Low-Latency Feature Store Service¶
Repository:
go-feature-store/(sibling directory)
What This Project Demonstrates¶
Feature stores are a critical component of ML infrastructure. In ad-tech, features (user segments, contextual signals, historical behavior) must be served to ML models in real-time during bid requests -- typically under 5ms P99.
| Skill Area | How It's Demonstrated |
|---|---|
| gRPC services | Protobuf-defined API with unary and batch RPCs |
| Low-latency design | Generic sharded LRU cache with sub-millisecond reads |
| ML infrastructure | Feature serving patterns used in real ad-tech stacks |
| Generics | Cache layer uses Go generics throughout |
| Observability | Prometheus metrics, gRPC interceptors, structured logging |
| Production patterns | Graceful shutdown, health checks, configurable via env vars |
Architecture¶
graph TD
MLModel["ML Model\n(gRPC Client)"] -->|"GetFeatures / BatchGet"| GRPCServer["gRPC Server\n:50051"]
GRPCServer --> Interceptors["Interceptors\n(logging, metrics)"]
Interceptors --> Server["FeatureStoreServer"]
Server --> Store["InMemoryStore"]
Store --> ShardedCache["ShardedCache\n(N shards)"]
ShardedCache --> Shard0["Shard 0\n(LRU Cache)"]
ShardedCache --> Shard1["Shard 1\n(LRU Cache)"]
ShardedCache --> ShardN["Shard N\n(LRU Cache)"]
GRPCServer -.->|"HTTP :8081"| Health["/health"]
GRPCServer -.->|"HTTP :8081"| Metrics["/metrics"]
Request Flow¶
- gRPC request arrives for features of a given entity (user ID, device ID, etc.)
- Interceptors log the request and record Prometheus metrics (duration, status)
- Store layer looks up features in the sharded cache
- Sharded cache hashes the key to select a shard, then performs LRU lookup within that shard
- Response returns the feature map with hit/miss metadata
Project Structure¶
go-feature-store/
├── cmd/
│ └── server/
│ └── main.go # gRPC + HTTP server entry point
├── internal/
│ ├── cache/
│ │ ├── lru.go # Generic LRU cache with TTL
│ │ ├── lru_test.go # Tests + benchmarks
│ │ └── sharded.go # Sharded cache for reduced contention
│ ├── store/
│ │ ├── store.go # FeatureStore interface + InMemoryStore
│ │ └── store_test.go # Tests
│ ├── server/
│ │ ├── server.go # gRPC server implementation
│ │ └── server_test.go # Tests
│ └── proto/featurestore/v1/
│ ├── featurestore.go # Message types
│ └── featurestore_grpc.go # gRPC service interface
├── proto/featurestore/v1/
│ └── featurestore.proto # Canonical protobuf definition
├── pkg/client/
│ └── client.go # Reusable gRPC client library
├── go.mod
├── Makefile
├── Dockerfile
└── README.md
Key Design Decisions¶
Why Sharded Cache?¶
A single mutex-guarded map becomes a bottleneck under high concurrency.

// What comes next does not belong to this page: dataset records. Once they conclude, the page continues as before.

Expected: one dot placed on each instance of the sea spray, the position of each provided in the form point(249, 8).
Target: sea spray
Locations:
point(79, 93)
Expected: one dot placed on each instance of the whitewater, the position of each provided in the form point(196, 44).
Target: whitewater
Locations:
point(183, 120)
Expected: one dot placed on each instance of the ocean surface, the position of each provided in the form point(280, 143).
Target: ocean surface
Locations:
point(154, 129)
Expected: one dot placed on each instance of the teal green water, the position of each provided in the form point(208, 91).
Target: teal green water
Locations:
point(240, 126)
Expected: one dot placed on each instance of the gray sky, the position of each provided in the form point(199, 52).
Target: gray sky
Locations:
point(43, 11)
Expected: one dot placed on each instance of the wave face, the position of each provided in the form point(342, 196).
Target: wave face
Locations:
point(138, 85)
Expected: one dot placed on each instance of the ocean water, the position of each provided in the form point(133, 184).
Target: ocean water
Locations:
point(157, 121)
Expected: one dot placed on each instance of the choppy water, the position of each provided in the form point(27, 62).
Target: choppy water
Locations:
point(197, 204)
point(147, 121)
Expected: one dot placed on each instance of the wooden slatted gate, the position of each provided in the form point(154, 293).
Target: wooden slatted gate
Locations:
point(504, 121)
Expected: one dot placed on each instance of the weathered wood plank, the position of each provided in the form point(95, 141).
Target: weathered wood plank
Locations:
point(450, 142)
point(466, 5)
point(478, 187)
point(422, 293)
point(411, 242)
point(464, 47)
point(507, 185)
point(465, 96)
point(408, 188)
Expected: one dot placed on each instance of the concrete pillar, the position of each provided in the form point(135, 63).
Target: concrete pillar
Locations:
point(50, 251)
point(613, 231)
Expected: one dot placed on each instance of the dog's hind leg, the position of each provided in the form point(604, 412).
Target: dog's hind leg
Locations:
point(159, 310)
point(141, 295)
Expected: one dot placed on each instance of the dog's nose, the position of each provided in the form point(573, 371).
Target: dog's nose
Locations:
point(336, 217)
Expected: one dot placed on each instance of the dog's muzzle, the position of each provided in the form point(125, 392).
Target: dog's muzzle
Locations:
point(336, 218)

Sharding spreads keys across N independent LRU caches, each with its own lock:
- 16 shards = 16x less mutex contention
- Hash-based sharding distributes keys evenly
- Power-of-two shard count enables bitwise AND for fast index calculation
Why Generic LRU Cache?¶
Go 1.18+ generics eliminate type assertions in the hot path:
type Cache[K comparable, V any] struct { ... }
cache := NewCache[string, FeatureMap](WithMaxSize(10000))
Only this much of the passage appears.